Carol believes that with today’s technology and services, the opportunities in art are broader than they’ve ever been. “In this day and age, it’s not considered impossible for blind and visually impaired individuals to get into art like it was in my time. Now, you’ll see lots of blind artists doing incredible things; they’re all proving that it’s not even a bit impossible.” From one artist to a community of budding or doubting individuals, Carol’s message is clear:

“Touch it, put your hands on it, I tell them… I think the blind have something to teach the sighted, and if they would pay attention, they can learn something from us.”
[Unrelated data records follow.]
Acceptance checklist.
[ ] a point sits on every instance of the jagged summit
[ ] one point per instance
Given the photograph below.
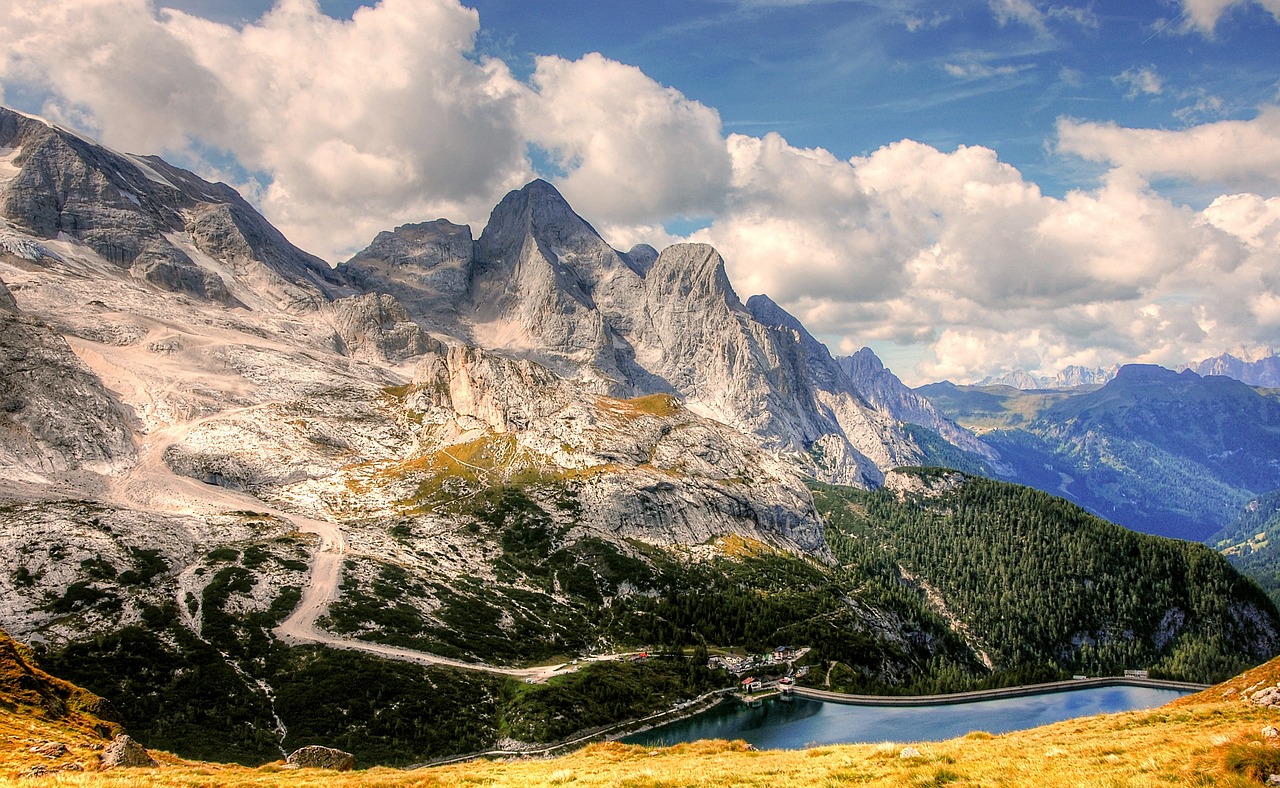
(159, 223)
(542, 284)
When she teaches classes for blind and visually impaired artists, she pushes for physical engagement and movement. Art is not static, and to receive the full, 360-degree experience of sculpture, you have to get out of your chair.
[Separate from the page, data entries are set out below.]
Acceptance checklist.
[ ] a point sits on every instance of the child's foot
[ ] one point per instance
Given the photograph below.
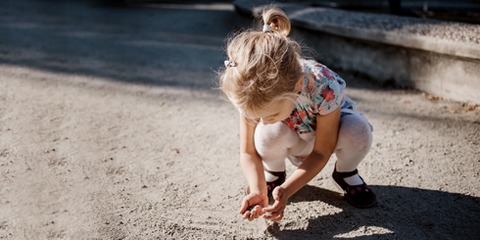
(358, 194)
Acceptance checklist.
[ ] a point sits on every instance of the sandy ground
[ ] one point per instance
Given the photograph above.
(112, 129)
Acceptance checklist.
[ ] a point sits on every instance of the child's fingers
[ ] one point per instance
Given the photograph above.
(244, 206)
(255, 212)
(274, 208)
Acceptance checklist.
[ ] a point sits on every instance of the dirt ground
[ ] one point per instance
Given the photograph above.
(93, 147)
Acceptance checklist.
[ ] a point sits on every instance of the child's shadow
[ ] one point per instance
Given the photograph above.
(401, 213)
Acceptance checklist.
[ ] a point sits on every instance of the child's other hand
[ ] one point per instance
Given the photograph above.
(252, 205)
(275, 212)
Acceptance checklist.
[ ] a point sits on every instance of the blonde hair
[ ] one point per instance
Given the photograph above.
(263, 66)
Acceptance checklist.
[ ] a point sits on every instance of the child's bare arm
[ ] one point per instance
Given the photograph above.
(325, 143)
(252, 168)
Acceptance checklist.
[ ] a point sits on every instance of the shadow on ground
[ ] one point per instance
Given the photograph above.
(154, 45)
(405, 213)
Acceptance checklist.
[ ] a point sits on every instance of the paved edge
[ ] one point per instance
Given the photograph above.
(432, 74)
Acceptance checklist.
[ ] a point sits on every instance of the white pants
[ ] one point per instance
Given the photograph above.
(276, 142)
“When I go into these classrooms, the students are usually all seated at tables. Some of them have some sight, some don’t have any sight, but I think they should have the opportunity to stand up, go to the sculpture stand, move around, and feel the clay from all directions. This movement adds a very different experience to the act.”

Lending a Hand

Carol has also found that collaborating with other artists, teaching workshops to college students and community artists, and speaking about her process have allowed her to tap into a whole new energy around her art.

“There’s no reason that blind and visually impaired artists can’t ask for help. There’s no reason that art teachers and classmates can’t lend a hand.”

After meeting at Allens Lane art studio for blind and visually impaired artists in 2013, Carol and Armand Mednick have fused their artistic visions into one. Armand, a Holocaust survivor and veteran ceramicist (Tyler School of Art, BFA, BS in Education; Alfred University, MFA Ceramics) was drawn to Carol’s focus and concentration; in Armand, Carol found her spiritual, intellectual, and creative kindred spirit. They each bring their own emotional experience to the clay, and through manipulation and collaboration, these pieces evolve into something shared, something symbiotic.

Feeling Forward

At 80, Carol is eager to start her next series of projects. She has played around with wall hangings that integrate thread, wood, fibers, shells, and other natural materials. One, in fact, adorns her front door. “I’ve also started to fool around with using sound in my sculptures. I’m starting to see how I can use bells and vibrations in tandem with sculpture, and it’s really fun.”

People have said that art transcends the physical world, and clearly, that is true. It exists in the energies and spaces where it’s created; it can be perceived through sound, vibrations, flashing lights, and imagined scenes. Art can be in the eye of the beholder, and, it can be in the hands.